Leo Meissner enrolled at age fifteen in the Detroit Fine Art Academy where he studied with John P. Wicker. The exigencies of study without a scholarship or much financial support from his Bohemian immigrant parents, led young Leo to have to balance schooling in art with working odd jobs. On the troop ship to France, Meissner fell in love with the turbulent swells of the Atlantic and decided that it would be a fine subject for painting. He pursued the sea as a major theme in his painting and printmaking for the rest of his life.
After the war, Meissner continued to study at the Detroit Fine Art Academy where he won a scholarship to the Art Students League in New York. There he was able to study painting with Robert Henri and George Luks. With his new-found skills he got a job as assistant art director on the magazine Charm. By 1923 he was established enough at his job and had saved enough money to take a vacation.

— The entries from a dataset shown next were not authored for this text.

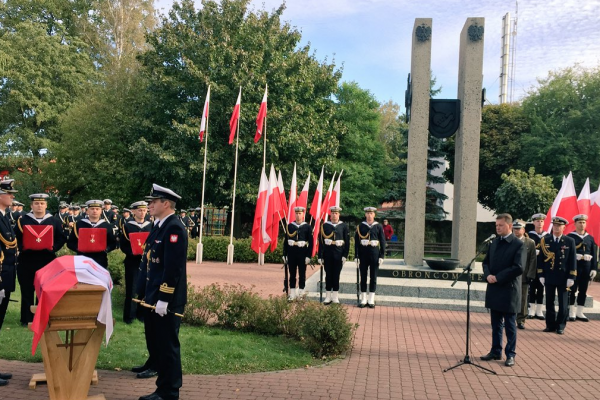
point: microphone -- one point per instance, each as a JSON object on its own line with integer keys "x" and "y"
{"x": 489, "y": 239}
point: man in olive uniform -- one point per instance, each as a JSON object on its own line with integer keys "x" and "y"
{"x": 334, "y": 246}
{"x": 529, "y": 270}
{"x": 558, "y": 272}
{"x": 297, "y": 248}
{"x": 166, "y": 288}
{"x": 587, "y": 267}
{"x": 37, "y": 227}
{"x": 369, "y": 250}
{"x": 536, "y": 289}
{"x": 8, "y": 255}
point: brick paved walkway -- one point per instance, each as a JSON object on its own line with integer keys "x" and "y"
{"x": 398, "y": 353}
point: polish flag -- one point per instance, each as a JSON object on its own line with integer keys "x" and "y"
{"x": 584, "y": 199}
{"x": 565, "y": 205}
{"x": 261, "y": 200}
{"x": 292, "y": 203}
{"x": 235, "y": 117}
{"x": 303, "y": 199}
{"x": 260, "y": 119}
{"x": 204, "y": 116}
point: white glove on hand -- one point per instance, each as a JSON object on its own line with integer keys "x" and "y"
{"x": 161, "y": 308}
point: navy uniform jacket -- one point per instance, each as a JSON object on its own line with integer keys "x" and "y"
{"x": 298, "y": 233}
{"x": 8, "y": 255}
{"x": 585, "y": 246}
{"x": 559, "y": 260}
{"x": 371, "y": 233}
{"x": 334, "y": 232}
{"x": 166, "y": 257}
{"x": 505, "y": 260}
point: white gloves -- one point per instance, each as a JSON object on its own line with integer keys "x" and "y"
{"x": 161, "y": 308}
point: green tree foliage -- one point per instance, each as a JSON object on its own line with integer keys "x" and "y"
{"x": 564, "y": 110}
{"x": 523, "y": 194}
{"x": 502, "y": 128}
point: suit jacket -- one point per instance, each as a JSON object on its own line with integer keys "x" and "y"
{"x": 504, "y": 260}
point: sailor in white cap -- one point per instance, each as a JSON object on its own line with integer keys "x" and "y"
{"x": 587, "y": 267}
{"x": 369, "y": 252}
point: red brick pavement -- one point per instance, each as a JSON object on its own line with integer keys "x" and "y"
{"x": 398, "y": 353}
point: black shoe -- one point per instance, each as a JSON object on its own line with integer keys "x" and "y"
{"x": 149, "y": 373}
{"x": 139, "y": 368}
{"x": 491, "y": 356}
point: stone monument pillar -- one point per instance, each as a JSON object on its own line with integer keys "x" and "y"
{"x": 418, "y": 104}
{"x": 466, "y": 167}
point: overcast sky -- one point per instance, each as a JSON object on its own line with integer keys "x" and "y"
{"x": 372, "y": 38}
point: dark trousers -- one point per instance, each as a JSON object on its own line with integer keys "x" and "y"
{"x": 333, "y": 268}
{"x": 504, "y": 321}
{"x": 554, "y": 321}
{"x": 3, "y": 307}
{"x": 580, "y": 287}
{"x": 165, "y": 345}
{"x": 132, "y": 267}
{"x": 297, "y": 266}
{"x": 536, "y": 291}
{"x": 368, "y": 266}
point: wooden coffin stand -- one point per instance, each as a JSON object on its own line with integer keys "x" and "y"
{"x": 70, "y": 363}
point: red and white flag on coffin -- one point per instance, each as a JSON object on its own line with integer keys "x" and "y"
{"x": 584, "y": 199}
{"x": 303, "y": 198}
{"x": 261, "y": 199}
{"x": 565, "y": 205}
{"x": 292, "y": 203}
{"x": 204, "y": 116}
{"x": 60, "y": 275}
{"x": 260, "y": 119}
{"x": 233, "y": 122}
{"x": 282, "y": 195}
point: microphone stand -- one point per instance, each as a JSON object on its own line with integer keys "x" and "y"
{"x": 467, "y": 360}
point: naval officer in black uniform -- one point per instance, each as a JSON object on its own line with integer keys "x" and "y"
{"x": 166, "y": 288}
{"x": 558, "y": 272}
{"x": 334, "y": 246}
{"x": 587, "y": 267}
{"x": 369, "y": 250}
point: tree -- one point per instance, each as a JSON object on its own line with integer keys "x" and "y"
{"x": 523, "y": 194}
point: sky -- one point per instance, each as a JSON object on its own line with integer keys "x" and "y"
{"x": 372, "y": 39}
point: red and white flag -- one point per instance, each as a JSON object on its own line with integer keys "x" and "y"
{"x": 235, "y": 117}
{"x": 303, "y": 199}
{"x": 565, "y": 205}
{"x": 203, "y": 123}
{"x": 261, "y": 200}
{"x": 292, "y": 203}
{"x": 584, "y": 199}
{"x": 260, "y": 119}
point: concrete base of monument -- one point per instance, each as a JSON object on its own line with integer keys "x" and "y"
{"x": 421, "y": 287}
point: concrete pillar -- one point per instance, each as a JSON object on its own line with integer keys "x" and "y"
{"x": 466, "y": 169}
{"x": 420, "y": 67}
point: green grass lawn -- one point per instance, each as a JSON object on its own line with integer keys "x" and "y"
{"x": 203, "y": 350}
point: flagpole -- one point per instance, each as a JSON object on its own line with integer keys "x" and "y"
{"x": 200, "y": 247}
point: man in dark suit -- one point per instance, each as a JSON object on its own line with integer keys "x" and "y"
{"x": 166, "y": 288}
{"x": 557, "y": 273}
{"x": 502, "y": 269}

He had heard that the coast of Maine would provide good subject matter for a young artist who wanted to sharpen his skills in drawing and painting rocks, surf, and sea. After the night boat to Boston he headed to Boothbay Harbor, Maine and shortly thereafter took a fishing boat to Monhegan Island. He returned to New York with sketches and drawings that were to be the basis for a year's work of painting and the determination to save enough money to return to Monhegan the following year. Meissner returned to Monhegan virtually every year for more than a half century.
Although he supported himself in New York first at Charm magazine and later Motor Boating magazine and maintained a residence in Yonkers, he was most closely identified with Monhegan Island. He retired from magazine work in 1950 to devote his entire artistic effort to his own work--principally wood engraving in the 1950s and 60s.
Although Meissner was a fine painter,
it is his mastery of woodcut, linoleum block and wood engraving
that makes him the notable artist he is today. The relief block
prints that Meissner produced to great acclaim were exhibited
in virtually every American printmaking exhibition venue. In
his career, which spans over 50 years, Meissner produced more
than 150 relief prints.
Although Monhegan was the center of his artistic life and printmaking subjects for most of a half-century, Meissner also made brilliant Manhattan subjects in the 1920s and 30s including the Plaza Hotel, Future New York, studies of Greenwich Village and scenes of life in a bygone lower Manhattan. In the early 1950s he spent time in North Carolina's Great Smoky Mountains where he chose mountain cabins, rural farms and rushing mountain streams as subjects. He then spent a season in Arizona in and around the Oracle Mountains where he contrasted his previous work in the lush mountains of North Carolina with the craggy, arid beauty of the desert landscape and flora.
Meissner instituted the Loe J. Meissner prize in printmaking at the National Academy of Design for excellence in printmaking. Meissner was first an associate and then a full academician member of the National Academy of Design, as well as the Audubon Artists, Society of American Graphic Artists, the Print Club of Albany, Boston Print Makers, Michigan Academy of Science, Arts and Letters, the Prairie Print Makers, Old Bergen Art Guild, Salmagundi Club, Philadelphia Print Club, Boston Society of Independent Artists, Audubon Artists, and many others.